Для ученых рассвет и закат – явления одинаковой природы. Так же считали греки, у которых оба явления обозначались одним словом, значение которого зависело от времени суток – шла ли речь о вечере или утре. Эта путаница как нельзя лучше отражает стремление к правильности умозрительных построений и странную небрежность по отношению к конкретным деталям. Некоторая точка земли, находящаяся в непрерывном движении, оказывается между зоной падения солнечных лучей и зоной, куда свет не попадает или отражается. Но в реальности нет ничего более различного, чем вечер и утро. Восход – это прелюдия, в конце которой, а не вначале, как в старинных операх, разыгрывается увертюра. По лику солнца можно определить, каким будет следующее мгновение: если мрачный и мертвенно-бледный, то первые утренние часы ожидаются ненастные; если розовый, легкий, пенистый, то небо озарится ясным солнечным светом. Но о том, что ждет нас в течение всего дня, утренней заре знать не дано. Она выступает в роли метеоролога и сообщает: будет дождь, будет хорошая погода. Иначе дело обстоит с заходом солнца. Речь идет о полноценном спектакле с началом, серединой и концом – нечто вроде миниатюры сражений, побед и поражений, которые в течение следующих двенадцати часов будут разворачиваться в более медленном темпе. Рассвет – это только начало дня; закат – его повторение.

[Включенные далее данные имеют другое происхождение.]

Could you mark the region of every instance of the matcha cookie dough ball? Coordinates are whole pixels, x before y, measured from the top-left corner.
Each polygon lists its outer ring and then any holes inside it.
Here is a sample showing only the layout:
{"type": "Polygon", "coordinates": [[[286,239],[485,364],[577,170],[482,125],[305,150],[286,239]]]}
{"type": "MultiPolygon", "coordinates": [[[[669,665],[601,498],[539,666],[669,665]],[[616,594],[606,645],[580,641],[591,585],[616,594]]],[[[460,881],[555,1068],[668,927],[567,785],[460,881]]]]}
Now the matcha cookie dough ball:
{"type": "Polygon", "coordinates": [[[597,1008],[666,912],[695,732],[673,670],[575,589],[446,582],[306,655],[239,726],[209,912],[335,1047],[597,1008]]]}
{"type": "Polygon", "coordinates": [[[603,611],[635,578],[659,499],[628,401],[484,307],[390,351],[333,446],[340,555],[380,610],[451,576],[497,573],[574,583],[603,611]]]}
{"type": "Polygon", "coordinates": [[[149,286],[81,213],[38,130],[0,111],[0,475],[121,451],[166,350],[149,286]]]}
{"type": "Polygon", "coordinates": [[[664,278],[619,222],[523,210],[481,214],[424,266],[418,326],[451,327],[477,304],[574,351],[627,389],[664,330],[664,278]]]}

Вот почему люди уделяют больше внимания закату, а не рассвету. Восходящее солнце лишь дополняет сведения, которые дают термометр и барометр, а у менее цивилизованных народов – фазы луны, полет птиц или колебания приливов. Тогда как закат не только рассказывает о таинственных физических явлениях, изменяющих направления ветра и приносящих холод, жару или дождь, но и отражает причудливую игру сознания. Когда небо начинает освещаться отблесками заходящего солнца (так же, как порой резкий свет рампы, а не три традиционных звонка, оповещают о начале спектакля), крестьянин останавливается в пути, рыбак опускает весла и дикарь прищуривается, сидя у гаснущего костра. Воспоминания – это огромное наслаждение для человека, но память иногда грешит против достоверности, так как немногие захотят вновь пережить тяготы и страдания, которые они тем не менее так любят вспоминать. Память – это сама жизнь, но другого свойства. И когда солнце опускается к безмятежно гладкой поверхности воды – скромная лепта небесного скупца – или когда его диск разрезает горный хребет, как твердый неровный ломоть, человек наблюдает в этой мимолетной фантасмагории брожение неведомых сил, туманов и зарниц, чьи неясные столкновения внутри себя самого и на протяжении всего дня он смутно предчувствовал.